座席は、スタジアムのように湾曲して配され、前方席は背もたれに傾斜をつけ、どの席でも見やすいように配慮がなされている。段床の差も申し分なく、前の人の頭が被る心配もない。座ってみると、腰の部分にクッションが厚くあてがわれており、長時間座っても疲れなさそうだ。
内覧会では、登壇者のあいさつに続き、ドルビージャパン株式会社・代表取締役社長の大沢幸弘氏がドルビーシネマの魅力をプレゼン。ドルビービジョンは、最先端のレーザープロジェクターによるHDR(ハイダイナミックレンジ)映像としてハイライト部分はより明るく、暗部はより深い諧調で黒がグッと締まり、色表現が豊かなリアリティー溢れる映像を楽しむことができる。
映像の豊かさは、プロジェクターの表示できるコントラスト比によって決まる。従来のコントラスト比1800:1では、黒を投射したスクリーンの前に人が立つと影ができるが、ドルビービジョンは100万:1のコントラスト比を実現。真の黒を再現し、実際にスクリーンの前に人が立っても影ができることはない。白はよりくっきりとなり、黒が締まった映像が体験できるとのことだ。輝度は、従来の14フットランバード(フットランバード:映画館のスクリーン反射輝度の単位)に比べ、2倍以上の31フットランバードでより明るい映像が楽しめる。
ドルビーアトモスは、オブジェクトオーディオによる立体音響で既に世界4000以上のスクリーンに導入。採用された公開作品は1000以上、映画製作者は劇場の隅々にサウンドを配置し、自由に移動させることができる。邦画でのドルビーシネマでの相談もすでに来ているとのことだ。
またドルビーシネマ3Dでは、2台のプロジェクターを利用してカラーホイルを使用せず、右目用、左目用それぞれの映像を投射する。従来のプロジェクターでは3~7フットランバード、ドルビーシネマ3Dでは14フットランバードを実現。体験してみて驚いたのは、非電池内蔵型の3Dメガネにも関わらず、頭を傾けても映像がズレないのだ。

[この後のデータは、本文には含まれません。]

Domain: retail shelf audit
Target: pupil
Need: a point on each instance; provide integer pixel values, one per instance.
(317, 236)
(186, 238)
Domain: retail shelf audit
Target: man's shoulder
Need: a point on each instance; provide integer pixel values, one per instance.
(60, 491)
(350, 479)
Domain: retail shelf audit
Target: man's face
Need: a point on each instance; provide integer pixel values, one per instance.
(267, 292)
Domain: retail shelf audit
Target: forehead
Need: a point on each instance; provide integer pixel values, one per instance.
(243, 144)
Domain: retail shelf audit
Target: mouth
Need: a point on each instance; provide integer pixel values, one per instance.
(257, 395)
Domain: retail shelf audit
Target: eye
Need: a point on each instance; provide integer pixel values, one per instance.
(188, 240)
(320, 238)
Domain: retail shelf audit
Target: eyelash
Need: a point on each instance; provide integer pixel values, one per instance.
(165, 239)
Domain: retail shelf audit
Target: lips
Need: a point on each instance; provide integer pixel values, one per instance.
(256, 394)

従来の偏光方式の3Dメガネでは水平状態でないとピントが合わず、IMAX3D、RealDなど例外なく正しい姿勢でスクリーンを見ないと3D効果は発揮されなかった。そのため、3D上映では、3D効果が得にくい一部の席を販売しないという劇場も少なくない。しかし、ドルビーシネマ3Dでは、色偏光の応用により、どの席からどの角度でも正しい効果が得ることができる。地味ではあるが、3D上映の一つの大きな課題をクリアしたと言えるだろう。